Facts About Healthcare Industry Cyber Threats and the Supply Chain Helping Criminal Activity

All through the pandemic, cybercriminals took advantage of new opportunities and have been attacking hospitals, medical clinics, and other companies and organizations on the front line in fighting against COVID.

 

Ransomware attacks on the healthcare sector went up in 2020, particularly in the fall when a coordinated campaign got a lot of healthcare victims. Ransomware is still a big threat to the healthcare industry and the increased number of attacks have carried on into 2021.

 

The latest CTIL League report gives additional details on these attacks and a few of the tactics used to target the healthcare industry in 2020. The report discusses the work done by the CTIL Dark team, which keeps track of the darknet and deep web for signs of data breaches and cybercriminal activity that can impact the healthcare sector or general public health.

 

This is the first report issued that features the discoveries and successes of the CTIL Dark team, and explores the reality of healthcare ransomware attacks including the dark markets – where the buying and selling of healthcare networks access happen.

 

In 2020, the investigation of the CTIL Dark team confirmed the following primary ransomware gangs targeting the healthcare industry: Maze, Conti, REvil, Netwalker, and Ryuk.
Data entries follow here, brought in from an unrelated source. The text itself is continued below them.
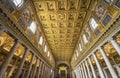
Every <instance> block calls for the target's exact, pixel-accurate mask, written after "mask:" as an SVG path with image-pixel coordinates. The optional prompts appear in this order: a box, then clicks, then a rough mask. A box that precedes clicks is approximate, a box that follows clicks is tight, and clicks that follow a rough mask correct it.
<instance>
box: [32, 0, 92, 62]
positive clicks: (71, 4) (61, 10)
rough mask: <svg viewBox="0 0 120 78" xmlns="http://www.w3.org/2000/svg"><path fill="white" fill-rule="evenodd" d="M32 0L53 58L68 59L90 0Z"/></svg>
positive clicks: (64, 60)
mask: <svg viewBox="0 0 120 78" xmlns="http://www.w3.org/2000/svg"><path fill="white" fill-rule="evenodd" d="M33 1H34V5H35V8H36V11H37V15H38V17H39V20H40V22H41V24H42V28H43V31H44V33H45V36H46V39H47V41H48V44H49V46H50V49H51V51H52V53H53V55H54V57H55V60H57V61H69V60H70V58H71V56H72V54H73V52H74V49H75V46H76V43H77V41H78V39H79V35H80V31H81V29H82V27H83V26H82V24H83V22H84V19H85V17H86V14H87V9H88V7H89V4H90V1H91V0H33Z"/></svg>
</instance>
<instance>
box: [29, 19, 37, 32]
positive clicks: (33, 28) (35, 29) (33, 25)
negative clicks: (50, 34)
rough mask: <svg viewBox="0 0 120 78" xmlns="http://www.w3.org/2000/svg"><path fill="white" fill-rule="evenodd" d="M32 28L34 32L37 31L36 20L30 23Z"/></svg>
mask: <svg viewBox="0 0 120 78" xmlns="http://www.w3.org/2000/svg"><path fill="white" fill-rule="evenodd" d="M30 30H31V31H32V33H35V31H36V23H35V22H34V21H33V22H32V23H31V25H30Z"/></svg>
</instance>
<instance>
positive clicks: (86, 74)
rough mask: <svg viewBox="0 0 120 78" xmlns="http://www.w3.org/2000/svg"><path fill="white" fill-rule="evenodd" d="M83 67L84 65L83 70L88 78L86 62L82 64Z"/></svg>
mask: <svg viewBox="0 0 120 78" xmlns="http://www.w3.org/2000/svg"><path fill="white" fill-rule="evenodd" d="M82 65H83V69H84V73H85V77H86V78H88V75H87V71H86V68H85V64H84V62H83V63H82Z"/></svg>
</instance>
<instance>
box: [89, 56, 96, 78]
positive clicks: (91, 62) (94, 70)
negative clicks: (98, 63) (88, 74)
mask: <svg viewBox="0 0 120 78" xmlns="http://www.w3.org/2000/svg"><path fill="white" fill-rule="evenodd" d="M88 61H89V63H90V67H91V70H92V74H93V77H94V78H97V75H96V72H95V69H94V67H93V65H92V62H91V60H90V58H88Z"/></svg>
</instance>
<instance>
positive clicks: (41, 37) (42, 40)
mask: <svg viewBox="0 0 120 78" xmlns="http://www.w3.org/2000/svg"><path fill="white" fill-rule="evenodd" d="M42 43H43V37H42V36H41V37H40V40H39V44H40V45H42Z"/></svg>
These five groups have conducted over 100 ransomware attacks on the healthcare market, two-thirds of which were in Europe and North America. The attacks executed by these groups accounted for 75% of all attacks in 2020.

 

The surge in ransomware attacks in 2020 was ascribed to the ease at which the healthcare sector could be attacked and the elevated dominance of the market throughout the pandemic, and no healthcare company was attack-proof. Although attacks on large healthcare companies were favored because they have the ability to pay high ransom demands, in the fall, ransomware attacks on small- to medium-sized hospitals and clinics increased.

 

Ransomware attacks often dominate the news reports because of the big impact of these ransomware attacks on healthcare organizations and their patients. Hospitals are compelled to opt for pen and paper, consultations normally get cancelled, and patient information is commonly leaked on the internet and sold to lots of cybercriminals. What is not well understood is the supply chain that makes these attacks possible.

 

Throughout the pandemic, the need for backdoor access to healthcare systems increased substantially. The number of criminals giving access also increased. The supply chains used to give credentials for healthcare networks to ransomware groups and other threat actors noticed a significantly lower barrier to conducting cyberattacks on the field.

 

2020 saw a spike in the number of Initial Access Brokers. These hackers target and breach vulnerable networks and then sell access to the highest bidding ransomware gang and/or affiliates. The CTIL Dark team claims twice the number of Initial Access Brokers in Q2 of 2020 and Q4 of 2020. Experienced hackers that could breach healthcare sites frequently join ransomware-as-a-service operations as affiliates. In 2020, a number of RaaS operations began recruitment drives targeting people who already had access to healthcare systems and could carry out a lot of attacks.

 

The CTIL Dark team notices that ransomware attacks are turning out to be more extensive, focused, and coordinated, with threat groups usually partnering and sharing resources and data. In 2020, the ransomware activity looked into by the team most often had attacks on perimeter vulnerabilities for example unpatched systems and not strong passwords in remote connectivity solutions, instead of phishing attacks.

 

The CTIL Dark team additionally discovered a higher number of databases that contain PHI being offered on darknet forums for use in specific attacks on patients, and worker databases for targeting healthcare workers to obtain access to healthcare networks.

 

Phishing attacks surged in 2020, with opportunistic threat actors leaving their typical campaigns and moving over to COVID-19 themed campaigns that tightly mirrored equipment shortages and knowledge gaps. Scams were carried out in reply to the lack in COVID-19 tests and PPE, accompanied by phony offers of antibody blood. When hydroxyquinoline was promoted as a game-changer for COVID-19 treatment, darknet suppliers stopped offering cocaine and offered doses of the drug. Right now, as the vaccine rollout began, scammers have moved to presenting bogus vaccines.

 

CTIL has forecasted that attacks aimed towards the healthcare field will likely go higher in 2021 as opposed to diminish, so it is important for healthcare establishments to stay on high alert and take advantage of data from cybersecurity providers, law enforcement, health-ISACs, and companies like CTIL league and enforce policies, guidelines, and protections to fight these threats.